Quizá por haber tomado mucho café, quizá porque la noche antes había dormido a pierna suelta, sin hacer luego, en todo el día, nada que pudiera cansarme, el hecho es que aquella noche me desvelé, cosa que hacía tiempo no me ocurría. Me había metido en la cama con intenciones de madrugar; pero hete aquí que en mitad de la noche, ¡zas!, me despierto sin sueño. Miro al reloj: las tres y veinticinco. Quiero volverme a dormir, y ya no lo consigo. ¡De ningún modo! ¡Nada: imposible! Cuando renuncié a mis esfuerzos, lo que acudió a mí en lugar del anhelado sueño fue, ¡claro está!, esa curiosa aventura de mi parentela mora, la sorpresa que, sin que yo hubiera podido ni imaginarlo, me estaba aguardando ahí, en aquella ciudad de Fez, desde… ¡bueno: desde hacía siglos!, y que ahora me permitiría aumentar con una anécdota nada vulgar mi repertorio. Me figuraba ya la curiosidad incrédula de fulanita, el comentario de don mengano, cuya mordacidad sabía sacar partido de la menor cosa, y, sobre todo, me veía a mí mismo, con un vaso de whisky en la mano, dentro de un grupo de amigos, contando el episodio de la manera más sugestiva, más amena: casi oía mis propias frases. En un momento lo vivido por mí -por mí, y por ellos, por esta buena gente- a lo largo de la anterior jornada, un día entero de nuestras existencias, se había reducido a la fútil materia de una anécdota.

Pero, a pesar de todo, la aventura en su conjunto no se me aparecía ahora, al repasarla en mi desvelo, con aquel divertido y risueño cariz que trajera cuando se me presentó, ni reproducía la excitación alegre de aquel entonces: muy al contrario. Es de admirar cómo el insomnio cambia todas las cosas, tornando lo blanco en negro: con el silencio de la noche, lo que había sido en la realidad un acontecimiento superficial, bueno a lo sumo para llenar el ocio de un domingo en una ciudad desconocida, se teñía de seriedad, adquiría un aire…, sí, melancólico y hasta temeroso, se apoderaba de uno embargándole el ánimo y -lejos ya toda burla, toda ironía, lejos incluso la ternura en que por instantes desembocara mi actitud inicial- pesaba sobre el corazón como una responsabilidad nueva, inesperada y, por ello, más grave, insufrible casi.

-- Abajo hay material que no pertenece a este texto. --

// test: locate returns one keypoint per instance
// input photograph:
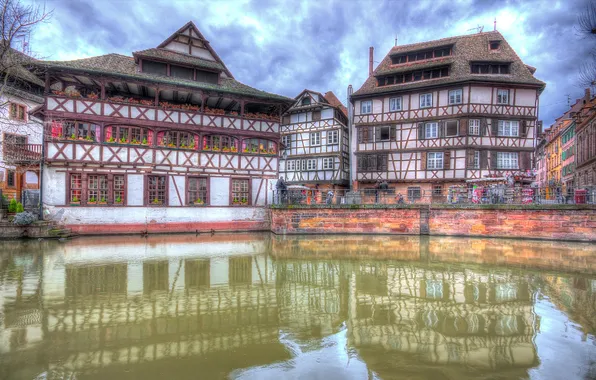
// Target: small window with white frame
(366, 106)
(395, 104)
(456, 96)
(426, 100)
(507, 160)
(431, 130)
(508, 128)
(502, 96)
(434, 160)
(474, 127)
(332, 137)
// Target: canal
(260, 306)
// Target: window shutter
(525, 162)
(470, 159)
(483, 127)
(523, 128)
(493, 160)
(463, 127)
(483, 159)
(494, 127)
(447, 160)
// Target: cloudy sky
(286, 46)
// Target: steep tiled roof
(335, 102)
(125, 67)
(466, 49)
(173, 56)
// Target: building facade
(20, 133)
(442, 112)
(166, 140)
(315, 146)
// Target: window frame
(248, 192)
(455, 92)
(426, 96)
(365, 107)
(200, 195)
(395, 101)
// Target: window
(414, 193)
(434, 160)
(372, 163)
(395, 104)
(97, 189)
(366, 106)
(483, 68)
(502, 96)
(152, 67)
(508, 128)
(507, 160)
(156, 190)
(426, 100)
(455, 96)
(474, 127)
(332, 137)
(451, 128)
(431, 130)
(11, 178)
(286, 140)
(240, 192)
(222, 143)
(328, 163)
(18, 112)
(197, 191)
(76, 188)
(118, 190)
(259, 146)
(128, 135)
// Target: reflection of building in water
(484, 320)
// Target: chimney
(371, 53)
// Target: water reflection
(261, 306)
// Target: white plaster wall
(135, 191)
(54, 186)
(219, 191)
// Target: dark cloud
(284, 47)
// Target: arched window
(125, 134)
(217, 143)
(178, 139)
(259, 146)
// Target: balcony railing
(21, 153)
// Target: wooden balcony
(21, 153)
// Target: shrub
(24, 218)
(12, 206)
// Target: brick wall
(558, 223)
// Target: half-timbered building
(158, 140)
(315, 146)
(442, 112)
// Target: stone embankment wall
(559, 222)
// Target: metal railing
(454, 196)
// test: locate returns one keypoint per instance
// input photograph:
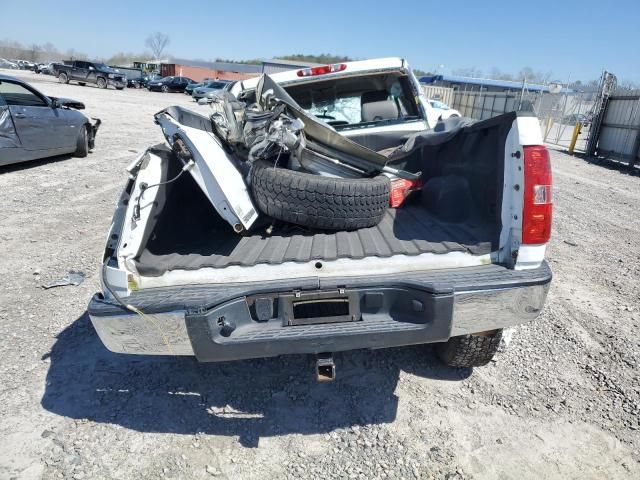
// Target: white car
(4, 63)
(444, 110)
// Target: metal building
(471, 84)
(276, 65)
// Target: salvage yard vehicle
(4, 63)
(89, 72)
(169, 84)
(33, 125)
(322, 210)
(209, 87)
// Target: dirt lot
(562, 402)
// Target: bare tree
(157, 42)
(33, 52)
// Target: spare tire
(319, 202)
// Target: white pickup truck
(202, 264)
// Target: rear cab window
(358, 102)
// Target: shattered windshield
(346, 109)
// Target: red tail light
(537, 211)
(400, 190)
(322, 70)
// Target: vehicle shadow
(249, 399)
(16, 167)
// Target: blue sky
(575, 39)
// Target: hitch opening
(325, 368)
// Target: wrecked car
(322, 210)
(33, 125)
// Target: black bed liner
(411, 230)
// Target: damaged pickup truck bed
(326, 209)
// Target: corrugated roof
(227, 66)
(488, 82)
(290, 63)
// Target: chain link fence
(559, 113)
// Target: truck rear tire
(468, 351)
(319, 202)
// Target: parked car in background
(149, 77)
(134, 75)
(84, 72)
(443, 109)
(170, 84)
(4, 63)
(188, 90)
(209, 87)
(34, 125)
(25, 64)
(44, 68)
(215, 93)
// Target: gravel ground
(562, 402)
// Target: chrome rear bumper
(412, 309)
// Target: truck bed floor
(184, 242)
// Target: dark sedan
(170, 84)
(34, 126)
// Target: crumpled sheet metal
(8, 136)
(72, 278)
(362, 157)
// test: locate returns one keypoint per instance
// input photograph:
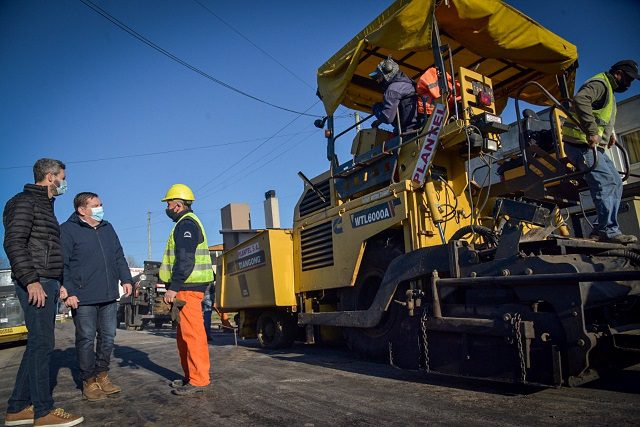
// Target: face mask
(171, 214)
(97, 213)
(623, 84)
(622, 87)
(61, 187)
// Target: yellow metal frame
(257, 273)
(14, 333)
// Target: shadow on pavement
(136, 359)
(64, 359)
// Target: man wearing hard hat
(186, 270)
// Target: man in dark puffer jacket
(32, 243)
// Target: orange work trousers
(192, 339)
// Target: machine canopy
(487, 36)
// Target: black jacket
(187, 235)
(399, 96)
(32, 236)
(93, 261)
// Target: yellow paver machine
(401, 254)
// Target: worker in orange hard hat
(187, 272)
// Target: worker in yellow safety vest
(595, 107)
(186, 270)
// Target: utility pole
(148, 235)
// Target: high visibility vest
(202, 270)
(429, 90)
(604, 116)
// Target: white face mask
(97, 213)
(61, 188)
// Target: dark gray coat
(93, 261)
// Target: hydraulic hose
(485, 232)
(626, 253)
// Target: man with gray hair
(32, 243)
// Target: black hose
(634, 257)
(485, 232)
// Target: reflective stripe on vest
(202, 269)
(572, 133)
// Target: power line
(168, 54)
(264, 162)
(254, 150)
(254, 45)
(155, 153)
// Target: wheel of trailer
(129, 318)
(275, 330)
(373, 342)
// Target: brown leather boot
(102, 379)
(59, 417)
(20, 418)
(91, 390)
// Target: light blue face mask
(62, 188)
(97, 213)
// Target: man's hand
(169, 296)
(594, 140)
(72, 302)
(127, 288)
(37, 296)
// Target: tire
(275, 330)
(373, 342)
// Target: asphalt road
(311, 386)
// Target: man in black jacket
(32, 243)
(93, 264)
(400, 98)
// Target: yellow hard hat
(179, 191)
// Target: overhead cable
(255, 149)
(155, 153)
(151, 44)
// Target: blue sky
(76, 87)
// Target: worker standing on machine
(187, 271)
(400, 98)
(595, 106)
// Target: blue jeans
(605, 186)
(33, 386)
(97, 320)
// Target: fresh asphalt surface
(311, 386)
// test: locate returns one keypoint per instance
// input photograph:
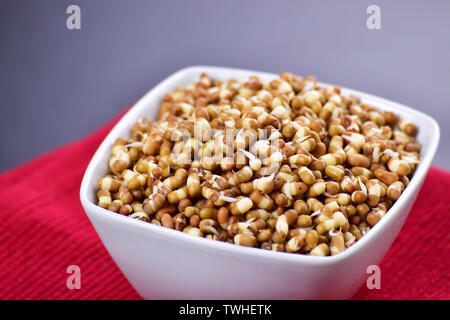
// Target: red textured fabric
(43, 230)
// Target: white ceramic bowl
(166, 264)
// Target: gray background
(57, 85)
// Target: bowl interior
(149, 104)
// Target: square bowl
(163, 263)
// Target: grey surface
(57, 85)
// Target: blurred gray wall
(57, 85)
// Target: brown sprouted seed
(285, 165)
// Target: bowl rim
(394, 211)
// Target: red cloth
(43, 230)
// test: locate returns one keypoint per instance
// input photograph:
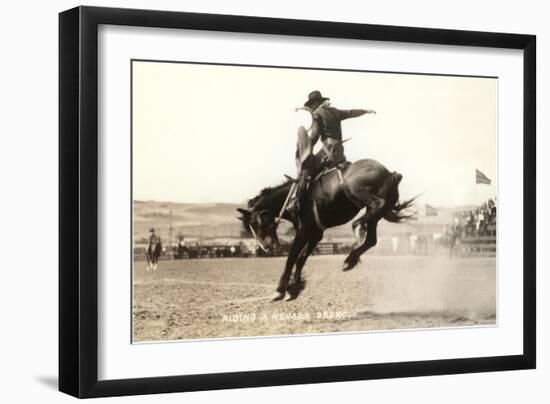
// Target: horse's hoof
(278, 296)
(348, 266)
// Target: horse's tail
(394, 214)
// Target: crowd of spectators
(478, 222)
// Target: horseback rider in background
(327, 126)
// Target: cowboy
(327, 126)
(153, 238)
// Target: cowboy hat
(315, 98)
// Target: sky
(219, 133)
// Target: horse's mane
(266, 192)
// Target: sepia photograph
(283, 201)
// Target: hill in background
(219, 221)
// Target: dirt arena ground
(214, 298)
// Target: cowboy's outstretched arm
(315, 130)
(354, 113)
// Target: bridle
(258, 242)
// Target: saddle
(328, 183)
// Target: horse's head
(262, 225)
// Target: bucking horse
(336, 196)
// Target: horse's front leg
(297, 246)
(297, 284)
(370, 241)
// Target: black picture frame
(78, 201)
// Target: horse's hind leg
(370, 241)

Uno tras otro, mas sin orden, confusos, repetidos, los detalles de nuestras conversaciones venían a fatigar mi vigilia, y de modo tal que, cuando no lo deformaba alguna ampliación grotesca, era suficiente la agria luz que ahora los iluminaba para convertir en detestable el recuerdo de aquello mismo que había sido amable, curioso o francamente cómico. Ahí estaba, por ejemplo, el risueño incidente, si tal puede llamársele, de la mermelada de rosas: "Yo misma la he preparado con mis propias manos". Pues bien, a pesar de ser su aspecto, según podía yo recordar cuantas veces se me antojara, el de una jalea diáfana, color carmín, bastante agradable a la vista, fijaba en el frasco los ojos de mi imaginación y, después de un rato, comenzaba a descubrir ahí pétalos macilentos, negruzcos, y entre ellos -lo que me resultaba por demás repugnante- una uña, del mismo color brillante, pero cuya consistencia le impedía disimularse por completo en la masa de viscosa gelatina. ¿Absurdo, no? Mas, sin poderlo evitar, la boca se me llenó de saliva por efecto de la imaginaria asquerosidad; me incorporé y, no queriendo levantarme, tuve que escupir en el suelo, junto a la cama… Sí, en el desvelo aun las cosas más triviales adquirían una especial malignidad que las hacía odiosas.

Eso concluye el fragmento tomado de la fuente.